Ela sempre adorou a sensação do vento balançando as pelancas da bochecha e a papada, fazendo um barulhinho bom.
Ontem ela amanheceu com imensa dificuldade de respirar. Sofria tanto.
Mordia o ar, como se quisesse mastigá-lo, fazendo o som de um fole furado, naquilo que tentava dele se alimentar.
Andava de um lado para o outro com aquele 'gato' ronronando dentro do peito, o olhar pedindo socorro, mas o rabo abanando, como que se desculpando por estar assim.

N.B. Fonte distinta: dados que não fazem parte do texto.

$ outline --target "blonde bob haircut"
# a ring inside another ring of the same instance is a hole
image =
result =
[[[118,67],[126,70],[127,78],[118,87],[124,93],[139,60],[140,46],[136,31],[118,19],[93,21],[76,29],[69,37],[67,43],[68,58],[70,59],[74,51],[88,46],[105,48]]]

A agonia extenuante não nos deu outra alternativa a não ser ligar para uma veterinária especializada em eutanásia animal a domicílio.
O relógio apontava 22 horas quando escutei o carro estacionando na frente da casa.
Ajoelhei-me no chão da sala, abracei-a e beijei-a com o rosto molhado de tanto chorar.
Agradeci muito. Agradeci demais.
Ato contínuo, subi as escadas, deitei-me na cama, coloquei os fones de ouvido no último volume e fiquei escutando Egberto Gismonti cantar o Hino do Carmo.
Meu coração parecia querer explodir de tanta dor.
Ela sairia da casa dentro de uma sacola de plástico transparente alguns minutos depois.
Mas eu não escutei.
Nem vi.


* Foto do passeio com Layla na tarde deste fatídico 6 de agosto, algumas horas antes do fim.